Gluski-Schimmer, the spokesman for Poland’s Labour Inspectorate, explained the recruitment of migrant personnel from non-European countries by Polish work organizations collaborating with foreign entities normally will involve “complicated recruitment processes” that can be “impossible to confirm.”
“Such business mechanisms may perhaps provide to circumvent the provisions of the applicable law,” Gluski-Schimmer stated.
They may well also exploit “certain loopholes”, which can direct to “abuses” versus migrant personnel, he explained.
On the other hand, Gluski-Schimmer explained that introducing limits on Polish companies doing the job with entities based mostly overseas is not on the table, as it would not be doable to test “whether they are complied with”.
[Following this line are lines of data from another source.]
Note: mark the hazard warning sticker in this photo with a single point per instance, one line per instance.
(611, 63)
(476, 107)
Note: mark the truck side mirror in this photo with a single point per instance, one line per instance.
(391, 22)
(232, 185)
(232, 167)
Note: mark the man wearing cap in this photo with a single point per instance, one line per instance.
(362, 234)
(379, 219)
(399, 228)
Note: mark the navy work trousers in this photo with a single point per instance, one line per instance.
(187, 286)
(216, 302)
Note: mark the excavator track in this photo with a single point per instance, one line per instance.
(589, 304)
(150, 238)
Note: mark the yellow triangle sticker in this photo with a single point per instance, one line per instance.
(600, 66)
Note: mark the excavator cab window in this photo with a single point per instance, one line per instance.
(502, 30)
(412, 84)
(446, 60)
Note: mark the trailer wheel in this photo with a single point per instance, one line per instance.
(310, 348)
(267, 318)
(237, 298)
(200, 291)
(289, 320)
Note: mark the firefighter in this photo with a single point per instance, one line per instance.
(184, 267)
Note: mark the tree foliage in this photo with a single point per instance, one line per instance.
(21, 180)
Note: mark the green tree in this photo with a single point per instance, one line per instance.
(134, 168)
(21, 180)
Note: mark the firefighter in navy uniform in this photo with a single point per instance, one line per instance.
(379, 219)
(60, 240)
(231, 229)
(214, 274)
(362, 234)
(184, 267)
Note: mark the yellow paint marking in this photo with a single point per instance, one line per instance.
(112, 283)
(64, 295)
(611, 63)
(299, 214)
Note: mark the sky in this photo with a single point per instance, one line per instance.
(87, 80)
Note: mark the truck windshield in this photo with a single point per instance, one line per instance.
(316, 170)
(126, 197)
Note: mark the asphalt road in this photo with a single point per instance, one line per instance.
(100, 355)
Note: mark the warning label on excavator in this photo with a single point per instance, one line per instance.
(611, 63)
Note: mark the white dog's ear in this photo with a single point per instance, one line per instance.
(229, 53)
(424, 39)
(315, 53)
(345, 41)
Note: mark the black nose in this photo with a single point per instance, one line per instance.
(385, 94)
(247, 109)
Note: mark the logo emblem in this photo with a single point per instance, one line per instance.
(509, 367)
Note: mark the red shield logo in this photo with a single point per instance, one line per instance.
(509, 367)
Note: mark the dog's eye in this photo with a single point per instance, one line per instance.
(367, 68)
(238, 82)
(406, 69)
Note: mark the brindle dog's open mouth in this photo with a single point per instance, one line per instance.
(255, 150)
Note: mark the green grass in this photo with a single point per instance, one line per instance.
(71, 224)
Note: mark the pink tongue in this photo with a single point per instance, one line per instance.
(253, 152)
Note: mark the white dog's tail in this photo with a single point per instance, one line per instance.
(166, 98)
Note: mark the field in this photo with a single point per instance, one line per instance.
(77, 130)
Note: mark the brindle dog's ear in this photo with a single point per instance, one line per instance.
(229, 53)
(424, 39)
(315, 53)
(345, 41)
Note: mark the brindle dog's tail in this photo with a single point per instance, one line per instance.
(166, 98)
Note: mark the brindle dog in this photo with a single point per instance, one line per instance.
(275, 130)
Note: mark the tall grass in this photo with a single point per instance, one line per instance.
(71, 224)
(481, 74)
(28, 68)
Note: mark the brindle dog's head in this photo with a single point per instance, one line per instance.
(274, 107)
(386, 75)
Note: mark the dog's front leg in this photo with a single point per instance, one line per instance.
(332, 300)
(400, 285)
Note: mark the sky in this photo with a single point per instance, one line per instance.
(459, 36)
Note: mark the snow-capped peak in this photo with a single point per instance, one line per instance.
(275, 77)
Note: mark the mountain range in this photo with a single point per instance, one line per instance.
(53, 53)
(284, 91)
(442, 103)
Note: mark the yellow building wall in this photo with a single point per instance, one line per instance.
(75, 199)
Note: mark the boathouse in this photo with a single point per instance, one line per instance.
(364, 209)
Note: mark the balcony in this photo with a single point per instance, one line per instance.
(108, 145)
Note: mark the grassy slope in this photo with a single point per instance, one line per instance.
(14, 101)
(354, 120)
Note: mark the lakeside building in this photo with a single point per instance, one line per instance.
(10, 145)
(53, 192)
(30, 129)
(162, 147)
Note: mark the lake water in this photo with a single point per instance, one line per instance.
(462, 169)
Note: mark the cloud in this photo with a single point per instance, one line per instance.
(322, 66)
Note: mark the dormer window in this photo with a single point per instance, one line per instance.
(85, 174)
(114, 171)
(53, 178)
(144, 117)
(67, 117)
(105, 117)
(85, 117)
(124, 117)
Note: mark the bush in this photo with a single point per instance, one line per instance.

He said migrant employees really should be “cautious when dealing with companies furnishing labour intermediation services”.
A spokesman for the law enforcement in Poland would not verify or deny if the organizations or agents accused of wrongdoing by employees were being less than investigation.
Meanwhile, in Qatar, Andrea’s thoughts operates in circles. She keeps thinking about how considerably her software money could have served her family back again property.
“It’s a major regret,” she stated.
However, Andrea is keeping on to the hope that her software will eventually be finalised and she will just one day get a position in Poland.
“If there is a chance to live in Europe, I will go and provide my mother there,” she claimed.
This report was supported with funding from Journalismfund.eu. *Names have been changed to guard individuals’ privacy.